Exercises can contribute to all three components of technique (intrinsic, warm-up, and conditioning) and students often confuse warm-up or other ineffective exercises with intrinsic technique acquisition. This confusion arises because practically any exercise can contribute to warm-up and conditioning, but the students can easily mistake these for intrinsic improvement if they are not aware of the three components. This mistake can be detrimental if, as a result of spending too much effort on exercises, the students do not learn all the other, more important, ways of developing intrinsic technique. Knowledge about the components of technique is also important when preparing for recitals because, in that case, you need to ask: what are the best ways to warm up and condition the hands?

The intrinsic skill level and limbering up or warming up of the hands are easy to understand, but conditioning is very complex. The most important factors controlling conditioning are the length and frequency of practice and the state of the brain/nerve/muscle system. In order to keep the hands in their best playing condition, most people will need to practice every day. Skip a few days of practice, and the conditioning will deteriorate markedly. Thus, although it was remarked elsewhere that practicing a minimum of three days a week can yield significant progress, this will clearly not result in the best conditioning. Conditioning is a much larger effect than some people realize. Advanced pianists are always acutely aware of conditioning because it affects their ability to play musically. It is probably associated with physiological changes such as dilation of blood vessels and the accumulation of certain chemicals at specific locations of the nerve/muscle system. This conditioning factor becomes more important as your skill level rises and as you begin to deal routinely with the higher musical concepts such as color or bringing out the characteristics of different composers. Needless to say, it becomes critical when playing technically demanding material. Thus each pianist must be conscious of conditioning in order to know what can be played or practiced at a particular time.

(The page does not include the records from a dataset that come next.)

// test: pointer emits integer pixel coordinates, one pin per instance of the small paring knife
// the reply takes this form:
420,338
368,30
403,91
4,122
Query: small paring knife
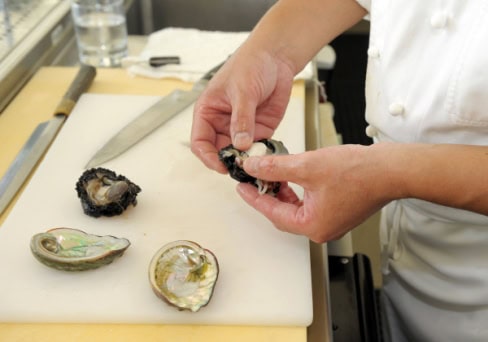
41,138
150,120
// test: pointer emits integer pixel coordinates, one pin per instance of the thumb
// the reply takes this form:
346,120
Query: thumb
242,123
279,168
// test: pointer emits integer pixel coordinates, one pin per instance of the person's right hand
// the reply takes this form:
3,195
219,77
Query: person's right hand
244,102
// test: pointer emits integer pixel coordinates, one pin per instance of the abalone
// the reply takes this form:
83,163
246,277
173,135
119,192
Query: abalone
233,160
184,274
70,249
104,193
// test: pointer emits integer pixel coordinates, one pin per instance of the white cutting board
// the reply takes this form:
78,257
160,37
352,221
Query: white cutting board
264,276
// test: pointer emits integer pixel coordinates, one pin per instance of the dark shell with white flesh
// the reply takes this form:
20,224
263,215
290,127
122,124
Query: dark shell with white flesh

A more elusive factor that affects conditioning is the state of the brain/nerve system. Thus for no obvious reason, you can have "good" days and "bad" days. This is probably analogous to the "slumps" that afflict athletes. In fact you can have "bad days" for extended periods of time. With the awareness of this phenomenon and experimentation, this factor can be controlled to some extent. Just the awareness that such a factor exists can help a student better cope psychologically with those "bad" days. Professional athletes, such as golfers, and those who practice meditation, etc., have long known the importance of mental conditioning. Knowing the common causes of such bad days would be even more helpful. The most common cause is FPD, which was discussed near the end of section II.25. Another common cause is deviation from fundamentals: accuracy, timing, rhythm, correct execution of expressions, etc. Playing too fast, or with too much expression, can be detrimental to conditioning. Possible cures are to listen to a good recording, or enlist the help of a metronome or to revisit the music score. Playing a composition slowly once before quitting is one of the most effective preventive measures against inexplicable "bad playing" of that composition later on. Thus conditioning depends not only on how frequently you practice, but also on what and how you practice.

We shall see below that parallel set exercises are useful for developing intrinsic skills, scales and arpeggios are useful for warm-ups, and practically any playing can help conditioning.